I got this from the slowspeedwire Yahoo group:
IEEE Spectrum published an article earlier this week that describes how the original flip-flop circuit was designed and built. According to the article, Re-creating the First Flip-Flop, the circuit was first invented in 1918 and used as a trigger relay for radio designs. An article in the December 1919 issue of The Radio Review popularized the circuit, which used two vacuum tubes!
Steve says
I had no idea there was a vacuum tube version of this circuit that long ago! The first time I remember reading about flip-flop circuits was back in the 1970’s when I became interested in computers. Combined with gate circuits like the NAND and AND the Flip-Flop formed the elemental components of CPU’s which at that time were solid state. I find it very fascinating to learn this circuitry was around a hundred years ago. I suppose that the Flip-Flops in the Eniac had to also be tube based, it just never occurred to me that radio would be the first use of this technology. It makes me wonder just how much of computer technology was first developed in radio. Now we connect computers to radios for digital mode communications so it seems the circle of interconnectedness is never ending.

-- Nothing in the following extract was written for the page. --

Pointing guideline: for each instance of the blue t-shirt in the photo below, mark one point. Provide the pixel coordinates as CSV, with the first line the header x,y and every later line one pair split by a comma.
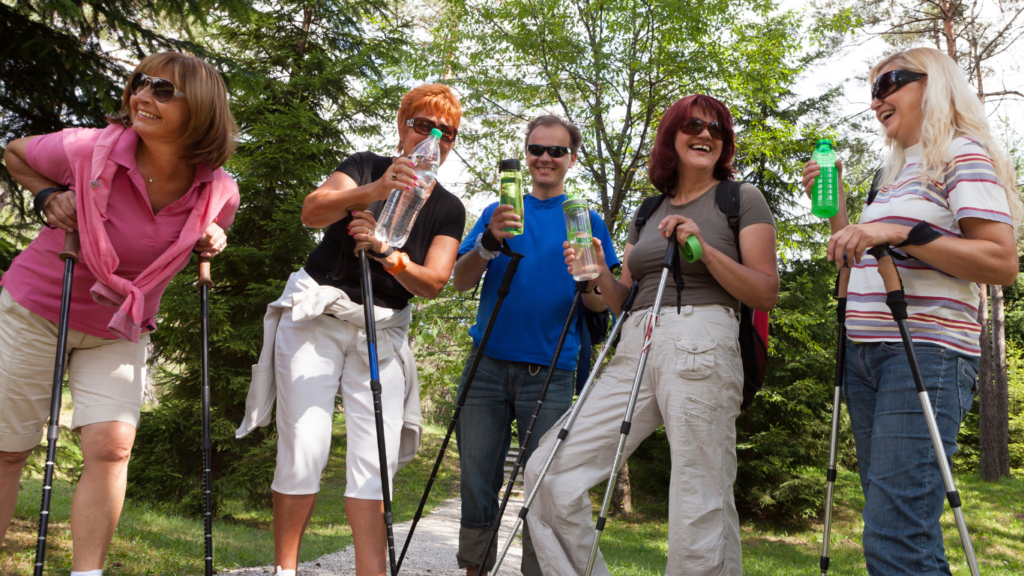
x,y
534,314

I worked in mainframe computer rooms in the late 1970’s through the 1980’s and on until 2012 when I retired, in operations support and consulting, and up until recently the only relationship I thought they had with radio was the RF emissions of the large disc drives – if you took a radio into the room you could tune in and hear the drives at work. Oddly, it was my experience with radio in the Army that would lead me into the data processing field.
Now with SDR transceivers we have a deeper relationship between computers and radio than has ever existed. It seems this is another case of back to the future!